Berbagai cobaan adalah penyuci hati mereka dari dosa kemusyrikan, ketergantungan pada makhluk dan sebab-sebab, pada angan-angan dan ambisi. Mereka menjauhi hal-hal kesenangan duniawi, dan memohon untuk menggantinya dengan ketaatan yang akan dibalas dengan kedudukan tinggi di akhirat di dalam surga firdaus.

Adapun tanda-tanda cobaan yang merupakan siksa adalah yang tidak disikapi dengan sabar, namun justru disikapi dengan kekesalan dan keluhan kepada sesama makhluk.

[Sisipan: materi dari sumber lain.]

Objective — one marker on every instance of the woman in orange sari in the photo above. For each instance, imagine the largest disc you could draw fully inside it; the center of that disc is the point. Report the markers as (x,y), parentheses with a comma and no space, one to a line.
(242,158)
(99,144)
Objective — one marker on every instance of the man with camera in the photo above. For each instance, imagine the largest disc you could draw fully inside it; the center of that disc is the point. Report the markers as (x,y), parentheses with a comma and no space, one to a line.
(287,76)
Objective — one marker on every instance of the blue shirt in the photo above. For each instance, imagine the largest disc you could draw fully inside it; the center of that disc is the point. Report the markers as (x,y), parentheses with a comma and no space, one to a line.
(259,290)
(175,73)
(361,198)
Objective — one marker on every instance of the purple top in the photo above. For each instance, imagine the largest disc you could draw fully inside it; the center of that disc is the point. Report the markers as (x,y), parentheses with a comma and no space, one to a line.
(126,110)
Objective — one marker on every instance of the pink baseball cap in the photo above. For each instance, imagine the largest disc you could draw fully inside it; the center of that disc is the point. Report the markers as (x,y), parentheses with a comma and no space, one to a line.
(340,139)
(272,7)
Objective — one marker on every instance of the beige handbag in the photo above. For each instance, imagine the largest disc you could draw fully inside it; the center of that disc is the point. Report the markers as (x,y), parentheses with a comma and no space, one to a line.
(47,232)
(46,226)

Sedangkan cobaan yang dapat menghapuskan kesalahan adalah yang disikapi dengan kesabaran dan tidak mengeluh, tidak menunjukkan kegelisahan kepada kawan ataupun tetangga, dan segera untuk melaksanakan perintah dan taat kepada-Nya.

Dan cobaan untuk meninggikan derajat adalah yang disikapi dengan keridhaan dan penerimaan, dengan jiwa tenang dan tidak gelisah terhadap apa yang dilakukan Tuhan bumi dan langit, dan lebur didalamnya hingga saat disingkapkan, seiring berlalunya hari dan waktu.

Catatan Penting:
(*) = ini sebagaimana sabda Rasulullah saw. yang diriwayatkan oleh Ibnu Majah dalam Sunan-nya no. 2443, dari Ibnu Umar r.a. dia berkata bahwa Rasulullah saw. telah bersabda: “Berikanlah upah kepada orang yang bekerja, sebelum kering keringatnya”.

(**) = potongan hadis no. 4993, yang diriwayatkan oleh Ad-Dailami dalam Al-Firdaus, dari Umar bin Al-Khattab yang berkata bahwa Rasulullah saw. telah bersabda: “Segala sesuatu ada kuncinya, dan kunci surga adalah mencintai orang-orang yang miskin, dan orang fakir yang sabar, mereka itu teman duduk Allah di hari kiamat nanti.” Hadis ini maudhu’.